Thursday, August 20, 2015

My first wired photo

The first time I wired a photo was while on assignment in Bosnia shortly after the war in 1998.  Working with my great friend and colleague Hazel Southam we were sending our story back to the Independent, a British national newspaper and paper of the year for photography.   Getting my photo back was a big deal.  It was a simple story with a serious undertone.  Landmines go on killing for years, long after conflicts have ended.  The rules may attempt to govern the use of landmines but the number of victims still keeps growing each year.  In Vietnam children lose limbs and their lives.  And in Bosnia the entire land was deemed a minefield.  If your vehicle left the road you were to wait for rescue, a narrow pathway would have to be secured after hours of work by trained professionals checking for mines.  Cluster mines were dropped by parachute, chrome balls that kids would love to pick up.  And anti-tank mines were set to explode under a bridge or in buildings where whole communities were gathered to die.  I remember a pile of rubble that was once a church, now it had a cross left on top as a memorial. 
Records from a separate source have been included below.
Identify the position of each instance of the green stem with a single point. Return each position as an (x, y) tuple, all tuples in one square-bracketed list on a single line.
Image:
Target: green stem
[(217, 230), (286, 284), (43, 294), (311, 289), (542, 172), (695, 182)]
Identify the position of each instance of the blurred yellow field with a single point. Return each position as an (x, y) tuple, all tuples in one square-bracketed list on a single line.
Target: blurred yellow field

Our story told of British soldiers teaching kids landmine awareness.  We had been on patrol where they were gaining the trust of the locals, who were largely controlled by mafia.  We had watched soldiers training to clear minefields, and a vehicle waiting for rescue after it had precariously left the road.  We had watched soldiers play with the kids.  We had driven for miles through wide planes where shot out tanks were left to rot, where villages lay waste, like Lord of the Rings where evil hoards had taken everything in their tracks.  And villages where no one was left alive – after genocide nothing seems to live, the land seems haunted not just with the dead but with hate and fear and darkness.  Silence broken by a crow, smoke rising from a few of the remaining buildings.  Many were tortured before they died – limbs and hands removed, eyes removed – medieval.  Soldiers driven near crazy after removing remains from a drainage system, piece by piece. 

As a journalist you get to hear people talk.  One soldier spoke of letting rip after getting home.  It should not be a surprise.  We expect our soldiers to release the most primal instinct to kill or be killed and then equally expect them to get things back under control.  Ignorant words spoken against the conflict, where this particular soldier had risked everything, were the trigger to release the rage and pain he held within.  He did not kill this man, but he himself had spoken of being left behind enemy lines and sending radio signals for help that was never to come.  He and his unit are the ones who should be dead. 

Within all this, our story and my photo trying to get back to England, to reach the deadline for the next day.  We drove for forty miles, slow narrow roads where snow had fallen and ice was forming, through the minefield that was the entire land.  The film had first to be processed and then scanned – jpegs were developed for this purpose, to compress a file to be wired home.  The twenty-foot satellite dish kicked out some serious radiation; you don’t go near the dish – and the cost for transmission, $30 a minute.  The first attempt failed after about five minutes.  And so it went, 10 minutes and failure, 15 and failure.  On the fourth or fifth attempt the picture got through.  Would the story run?  Would the photo editor approve my picture?  I had no way of knowing, but as we drove back through the night I remember looking out from the back of the Landrover, it had no seats, just rucksacks for padding and a canvas top flapping in the wind.  Headlights from a stray car shone on the rocks of the mountain road and I wore a simple smile.